June 9, 2013

Sustained Virologic Response for Patients With Hepatitis C-Related Cirrhosis: A Major Milestone, but Not Quite a Cure - Commentary

Provided by NATAP

Clinical Infectious Diseases Advance Access published May 14, 2013

Oscar Cruz Pereira and Jordan J. Feld
Toronto Western Hospital, University Health Network, Sandra Rotman Centre for Global Health, University of Toronto, Ontario, Canada

"Multiple studies have shown that fibrosis, and even cirrhosis, may regress after SVR. Perhaps an assessment of fibrosis after SVR would allow for better risk stratification....larger studies similar to this effort will be useful to identify high-risk patients who require ongoing HCC screening"

"Although this study focused on the risk of HCC, Hultcrantz et al also found that SVR reduced liver-related complications, liver-related mortality, and all-cause mortality. Combining these data with those from the study by van der Meer et al, as well as other published series, there is now solid evidence that SVR changes the natural history of the disease. SVR can no longer be considered a surrogate endpoint as it truly does indicate a very good long-term prognosis. However, as Hultcrantz and colleagues point out, SVR indicates viral eradication but is not a cure of liver disease. At least for now, even if they achieve SVR, patients with cirrhosis need to keep on screening"

"Hultcrantz and colleagues found that patients who were treated but did not achieve SVR had better outcomes than patients who received no treatment, again raising the question of whether unsuccessful treatment is better than no treatment. Although the rate of HCC was much higher in the untreated population than in those who were treated but did not achieve SVR, it is important to note that this was not a randomized study. Treatment was offered at the discretion of the treating physicians. It is likely that untreated patients had more advanced disease or other comorbidities that influenced both their risk of HCC and the decision to withhold therapy. Notably, they were older and a higher percentage was male and had diabetes, all risk factors for HCC development. Multiple studies have addressed the question of long-term suppressive therapy with discouraging results. Although the HALT-C trial did show a lower incidence of HCC in patients randomized to long-term low-dose peginterferon, the difference only emerged after 5-7 years of follow-up [11]. Given the rapid improvements in HCV therapy, long-term suppressive therapy with interferon to prevent HCC is not a realistic strategy."

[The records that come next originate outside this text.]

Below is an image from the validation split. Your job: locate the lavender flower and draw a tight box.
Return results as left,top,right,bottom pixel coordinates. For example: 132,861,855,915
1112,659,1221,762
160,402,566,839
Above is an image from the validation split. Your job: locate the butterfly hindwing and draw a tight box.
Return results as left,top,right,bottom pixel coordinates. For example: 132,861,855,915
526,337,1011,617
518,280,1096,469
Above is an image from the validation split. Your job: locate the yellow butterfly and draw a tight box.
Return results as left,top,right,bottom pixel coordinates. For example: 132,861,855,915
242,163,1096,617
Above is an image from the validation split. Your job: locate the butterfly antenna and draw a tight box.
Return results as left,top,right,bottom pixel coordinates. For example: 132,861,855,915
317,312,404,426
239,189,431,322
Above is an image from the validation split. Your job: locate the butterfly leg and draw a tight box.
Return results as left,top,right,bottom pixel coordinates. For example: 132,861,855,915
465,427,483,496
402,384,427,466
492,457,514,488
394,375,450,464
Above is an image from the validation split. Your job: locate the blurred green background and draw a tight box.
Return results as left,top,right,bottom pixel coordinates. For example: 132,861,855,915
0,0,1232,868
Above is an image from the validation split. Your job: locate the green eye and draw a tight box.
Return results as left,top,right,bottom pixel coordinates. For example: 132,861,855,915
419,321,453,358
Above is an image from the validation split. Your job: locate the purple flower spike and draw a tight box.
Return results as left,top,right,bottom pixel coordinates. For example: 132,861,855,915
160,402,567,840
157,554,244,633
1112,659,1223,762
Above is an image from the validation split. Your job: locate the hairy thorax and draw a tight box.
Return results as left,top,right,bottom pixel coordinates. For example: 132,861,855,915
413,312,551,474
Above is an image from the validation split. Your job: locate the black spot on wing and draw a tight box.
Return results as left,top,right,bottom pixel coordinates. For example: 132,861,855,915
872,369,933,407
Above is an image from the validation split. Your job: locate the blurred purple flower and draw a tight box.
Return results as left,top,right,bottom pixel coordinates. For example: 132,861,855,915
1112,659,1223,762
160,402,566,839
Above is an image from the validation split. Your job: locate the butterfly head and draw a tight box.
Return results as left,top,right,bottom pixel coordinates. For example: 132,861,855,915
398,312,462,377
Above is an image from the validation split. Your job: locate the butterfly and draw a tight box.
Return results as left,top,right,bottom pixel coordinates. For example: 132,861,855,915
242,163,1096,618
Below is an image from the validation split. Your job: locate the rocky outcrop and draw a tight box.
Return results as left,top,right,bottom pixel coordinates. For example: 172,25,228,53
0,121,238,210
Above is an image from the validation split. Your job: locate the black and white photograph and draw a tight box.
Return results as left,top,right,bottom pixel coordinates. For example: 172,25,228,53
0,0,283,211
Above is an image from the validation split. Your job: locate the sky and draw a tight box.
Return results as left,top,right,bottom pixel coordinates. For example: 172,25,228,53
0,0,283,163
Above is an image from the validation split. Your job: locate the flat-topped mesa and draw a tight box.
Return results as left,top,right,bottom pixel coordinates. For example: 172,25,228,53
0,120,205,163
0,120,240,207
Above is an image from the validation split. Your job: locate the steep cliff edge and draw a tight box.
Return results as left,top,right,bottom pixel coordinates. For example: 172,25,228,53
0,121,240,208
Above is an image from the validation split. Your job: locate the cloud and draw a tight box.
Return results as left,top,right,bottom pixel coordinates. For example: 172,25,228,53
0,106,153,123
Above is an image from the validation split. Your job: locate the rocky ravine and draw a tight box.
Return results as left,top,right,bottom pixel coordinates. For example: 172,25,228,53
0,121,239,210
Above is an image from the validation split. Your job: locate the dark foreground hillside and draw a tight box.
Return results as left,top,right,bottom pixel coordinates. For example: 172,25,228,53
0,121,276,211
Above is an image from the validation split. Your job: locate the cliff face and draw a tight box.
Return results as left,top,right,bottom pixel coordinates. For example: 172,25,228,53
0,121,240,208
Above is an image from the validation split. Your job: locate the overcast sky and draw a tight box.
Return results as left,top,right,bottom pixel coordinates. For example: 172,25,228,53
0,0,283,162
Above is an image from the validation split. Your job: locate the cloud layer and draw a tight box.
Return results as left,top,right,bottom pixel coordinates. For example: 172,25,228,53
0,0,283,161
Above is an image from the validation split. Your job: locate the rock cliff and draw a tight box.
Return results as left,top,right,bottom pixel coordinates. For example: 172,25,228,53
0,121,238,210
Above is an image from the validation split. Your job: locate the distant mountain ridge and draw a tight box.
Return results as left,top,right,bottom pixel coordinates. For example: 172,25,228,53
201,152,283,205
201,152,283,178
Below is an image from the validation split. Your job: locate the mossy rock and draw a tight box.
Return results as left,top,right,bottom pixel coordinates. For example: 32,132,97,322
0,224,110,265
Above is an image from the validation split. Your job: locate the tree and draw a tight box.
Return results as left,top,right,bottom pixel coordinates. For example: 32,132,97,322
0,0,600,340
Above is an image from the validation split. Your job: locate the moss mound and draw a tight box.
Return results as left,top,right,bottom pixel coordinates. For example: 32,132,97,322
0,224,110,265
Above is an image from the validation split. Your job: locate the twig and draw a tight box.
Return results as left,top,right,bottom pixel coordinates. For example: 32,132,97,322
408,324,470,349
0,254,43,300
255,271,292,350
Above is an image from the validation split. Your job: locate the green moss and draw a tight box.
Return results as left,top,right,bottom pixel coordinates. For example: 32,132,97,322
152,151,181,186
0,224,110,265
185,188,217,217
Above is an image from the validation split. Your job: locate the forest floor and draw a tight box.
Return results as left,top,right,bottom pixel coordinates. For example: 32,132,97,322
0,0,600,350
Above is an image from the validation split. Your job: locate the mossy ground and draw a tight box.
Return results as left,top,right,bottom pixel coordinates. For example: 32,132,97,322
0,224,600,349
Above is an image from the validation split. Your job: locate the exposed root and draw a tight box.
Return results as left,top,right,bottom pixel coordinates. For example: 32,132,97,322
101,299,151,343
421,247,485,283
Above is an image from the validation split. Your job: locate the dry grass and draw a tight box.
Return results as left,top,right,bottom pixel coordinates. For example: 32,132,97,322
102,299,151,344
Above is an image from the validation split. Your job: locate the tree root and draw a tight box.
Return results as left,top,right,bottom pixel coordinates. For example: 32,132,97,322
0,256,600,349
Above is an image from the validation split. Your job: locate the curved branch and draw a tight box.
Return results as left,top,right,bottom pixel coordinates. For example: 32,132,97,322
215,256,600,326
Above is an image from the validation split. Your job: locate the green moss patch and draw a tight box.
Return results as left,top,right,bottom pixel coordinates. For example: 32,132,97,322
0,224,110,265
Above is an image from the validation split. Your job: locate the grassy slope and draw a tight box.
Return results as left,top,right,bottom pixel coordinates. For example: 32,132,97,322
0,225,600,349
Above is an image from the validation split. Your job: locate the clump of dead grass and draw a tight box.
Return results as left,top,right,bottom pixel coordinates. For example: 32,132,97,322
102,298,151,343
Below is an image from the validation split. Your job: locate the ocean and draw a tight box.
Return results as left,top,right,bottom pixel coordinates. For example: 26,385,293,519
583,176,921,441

Liver cancer is the second most common cause of cancer death worldwide, and the sixth most common in developed countries [1]. Depending on the prevalence of hepatitis C in a region, it can account for 13%-66% of cases of hepatocellular carcinoma (HCC) [2]. HCC occurs almost exclusively in patients with cirrhosis [3]; however, other factors such as the etiology of cirrhosis also play a role. For instance, the risk of HCC in patients with cirrhosis and chronic hepatitis B is 3%-8% per year, but in autoimmune hepatitis the risk is only 1.1% per year or lower [3, 4]. Thus, one would expect that curing hepatitis C might modify the risk of developing HCC.

In this issue of Clinical Infectious Diseases, Hultcrantz and colleagues report on the long-term follow-up of 351 Swedish patients with hepatitis C virus (HCV)-related Child-Pugh class A cirrhosis. All but 48 patients received interferon-based therapy, of whom 110 successfully achieved sustained virologic response (SVR) and were compared to the 193 who did not clear the virus. The authors were able to prospectively collect data during an 8-year study period, even for the 7% who were lost to clinical follow-up. This was thanks to the national registries in Sweden that capture >95% of all cases of cancer and record the cause of >99.5% of all deaths. The incidence of HCC was significantly reduced in patients who achieved SVR (1.0 per 100 person-years [PY]) compared to those who failed treatment (2.3 per 100 PY) or those who were never treated (4.0 per 100 PY). In addition, they found that patients who achieved SVR had fewer liver-related complications, liver-related deaths, and overall deaths (0.9, 0.7, and 1.9 per 100 PY, respectively) than non-SVR (3.2, 3.0, and 4.1 per 100 PY, respectively) or untreated patients (4.9, 4.5, and 5.1 per 100 PY, respectively). They were unable to identify any clear risk factors for the development of HCC or other complications after SVR. Notably, the incidence of HCC was similar in the first 3 years and the subsequent 3 years after viral clearance.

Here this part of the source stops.